Last year, the ISO released a 20 percent renewable portfolio standard integration report and commenced efforts to ensure it has sufficient tools to integrate renewable resources to satisfy the 33 percent renewable portfolio standard by 2020. The ISO adopted, and FERC approved, additional reforms to its transmission planning process in 2010 that allow approval of policy-driven transmission infrastructure projects. This authority will help the ISO plan for transmission expansions necessary to interconnect renewable resources.
Smart grid technologies represent the next stage in the evolution of the power system by improving data acquisition, analysis, control, and efficiency of the electric power grid. In 2010, the US Department of Energy approved an $8 million grant for ISO-NE and the New England transmission owners to add more than 35 new phasor measurement units (PMUs). The $18 million project to install these high-speed sensors at different points across the six-state transmission system will help ISO-NE system operators more accurately monitor system conditions by providing information on the system’s status 30 times per second, rather than every four seconds as in the current configuration.
Midwest ISO collaborated with stakeholders to develop Value Proposition metrics to measure the value of Midwest ISO. The benefits studied are: reliability, energy dispatch, unloaded capacity, regulation, spinning reserves, wind integration, diversity of resources in the footprint, generator availability, and two categories of demand response (dynamic pricing and interruptibles).

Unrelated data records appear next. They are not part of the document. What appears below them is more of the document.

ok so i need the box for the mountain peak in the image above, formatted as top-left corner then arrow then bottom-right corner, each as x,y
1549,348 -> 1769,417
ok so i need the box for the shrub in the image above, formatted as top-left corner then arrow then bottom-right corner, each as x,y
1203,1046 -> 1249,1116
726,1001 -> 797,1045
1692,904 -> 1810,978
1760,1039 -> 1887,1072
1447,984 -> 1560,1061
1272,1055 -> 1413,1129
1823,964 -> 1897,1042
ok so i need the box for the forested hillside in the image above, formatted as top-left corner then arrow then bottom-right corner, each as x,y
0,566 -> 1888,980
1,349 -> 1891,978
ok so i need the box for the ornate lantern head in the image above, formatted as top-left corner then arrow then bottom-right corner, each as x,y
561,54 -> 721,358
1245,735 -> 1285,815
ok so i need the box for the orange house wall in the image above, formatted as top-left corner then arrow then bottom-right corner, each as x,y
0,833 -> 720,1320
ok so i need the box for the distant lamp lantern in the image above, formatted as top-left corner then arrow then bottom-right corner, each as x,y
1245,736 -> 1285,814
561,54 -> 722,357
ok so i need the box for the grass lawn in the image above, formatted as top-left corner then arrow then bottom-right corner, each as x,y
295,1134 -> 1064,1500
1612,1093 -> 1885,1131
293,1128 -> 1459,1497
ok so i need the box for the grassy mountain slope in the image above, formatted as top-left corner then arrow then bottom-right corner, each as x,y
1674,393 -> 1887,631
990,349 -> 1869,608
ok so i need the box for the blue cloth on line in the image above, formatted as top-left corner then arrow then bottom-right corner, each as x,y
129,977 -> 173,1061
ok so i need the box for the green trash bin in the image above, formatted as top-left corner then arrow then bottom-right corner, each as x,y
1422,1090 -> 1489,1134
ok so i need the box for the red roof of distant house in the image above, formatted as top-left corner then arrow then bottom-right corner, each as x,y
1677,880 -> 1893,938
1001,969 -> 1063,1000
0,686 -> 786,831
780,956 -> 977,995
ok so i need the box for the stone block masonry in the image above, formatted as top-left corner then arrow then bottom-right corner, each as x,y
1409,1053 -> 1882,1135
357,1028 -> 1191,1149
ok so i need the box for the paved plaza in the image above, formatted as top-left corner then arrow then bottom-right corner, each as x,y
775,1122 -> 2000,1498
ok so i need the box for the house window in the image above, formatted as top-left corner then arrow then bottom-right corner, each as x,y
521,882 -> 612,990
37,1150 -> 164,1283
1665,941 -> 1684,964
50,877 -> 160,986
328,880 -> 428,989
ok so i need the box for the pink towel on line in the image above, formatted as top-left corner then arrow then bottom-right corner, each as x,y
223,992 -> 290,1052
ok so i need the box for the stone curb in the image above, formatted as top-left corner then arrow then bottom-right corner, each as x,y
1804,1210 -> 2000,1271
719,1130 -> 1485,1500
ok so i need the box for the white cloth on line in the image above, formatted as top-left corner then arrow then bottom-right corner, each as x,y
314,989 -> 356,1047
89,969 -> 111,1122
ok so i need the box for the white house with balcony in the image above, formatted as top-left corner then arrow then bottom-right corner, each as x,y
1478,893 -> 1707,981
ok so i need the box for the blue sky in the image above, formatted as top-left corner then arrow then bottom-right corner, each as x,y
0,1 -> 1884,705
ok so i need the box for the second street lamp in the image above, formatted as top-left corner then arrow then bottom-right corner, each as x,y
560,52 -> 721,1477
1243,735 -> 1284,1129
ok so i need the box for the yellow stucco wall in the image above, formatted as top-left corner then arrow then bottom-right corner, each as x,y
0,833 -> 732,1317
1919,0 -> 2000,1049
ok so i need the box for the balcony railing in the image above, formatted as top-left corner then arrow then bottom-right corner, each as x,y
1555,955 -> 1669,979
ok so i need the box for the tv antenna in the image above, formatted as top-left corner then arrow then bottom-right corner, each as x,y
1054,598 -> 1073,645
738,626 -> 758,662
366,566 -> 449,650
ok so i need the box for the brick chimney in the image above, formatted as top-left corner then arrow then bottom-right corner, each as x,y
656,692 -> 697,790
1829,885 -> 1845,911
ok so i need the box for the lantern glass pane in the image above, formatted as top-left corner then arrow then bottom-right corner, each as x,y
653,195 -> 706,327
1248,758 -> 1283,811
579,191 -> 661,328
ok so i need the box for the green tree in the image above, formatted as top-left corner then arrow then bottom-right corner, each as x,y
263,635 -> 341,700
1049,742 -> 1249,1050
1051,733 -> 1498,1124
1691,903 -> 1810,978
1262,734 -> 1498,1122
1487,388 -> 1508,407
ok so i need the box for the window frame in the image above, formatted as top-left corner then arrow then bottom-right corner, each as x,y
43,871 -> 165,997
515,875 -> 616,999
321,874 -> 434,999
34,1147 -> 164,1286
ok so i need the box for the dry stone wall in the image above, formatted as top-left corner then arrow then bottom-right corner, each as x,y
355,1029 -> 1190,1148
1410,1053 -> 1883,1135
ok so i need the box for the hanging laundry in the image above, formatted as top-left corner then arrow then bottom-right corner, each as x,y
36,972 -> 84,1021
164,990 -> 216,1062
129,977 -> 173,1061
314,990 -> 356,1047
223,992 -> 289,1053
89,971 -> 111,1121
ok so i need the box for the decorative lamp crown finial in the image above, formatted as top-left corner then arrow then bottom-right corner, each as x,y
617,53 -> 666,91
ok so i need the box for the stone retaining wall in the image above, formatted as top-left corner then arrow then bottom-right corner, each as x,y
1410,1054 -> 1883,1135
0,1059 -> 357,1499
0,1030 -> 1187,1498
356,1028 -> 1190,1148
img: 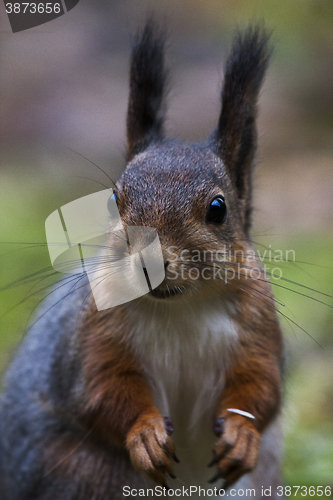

Our 2010 Value Proposition shows realized annual benefits between $650 million to $875 million in annual net economic benefits to our region. Each of these is described in the following pages.
Locational price signals in the NYISO energy and capacity markets have driven investments in areas where the demand for electricity and, consequently, the prices are the highest. Such price signals drove investment in generation and demand technologies that allowed NYISO to defer transmission investments. The savings associated with location of generation and demand response resources are estimated at $500 million annually. This estimate is based on the transmission congestion costs that would have been incurred to transport power from other regions and the costs that would have been incurred to add new transmission capacity.
PJM has partnered with the University of Delaware and the state to operate modified plug-in hybrid electric vehicle charging at PJM’s direction. They receive payments depending on the hours they are plugged in and the hourly price paid for regulation service. PJM has also partnered with storage projects to gain direct experience as they participate in the Regulation Market. AES Corp.’s one-megawatt battery trailer has been providing regulation service to the PJM grid since 2009. New to storage testing on PJM’s campus is a pilot to demonstrate how thermal storage can participate in PJM’s Energy and Regulation markets. A 105-gallon electric water heater both provides hot water to the building and responds instantly to grid changes with a pricing and regulation signal from PJM dispatch.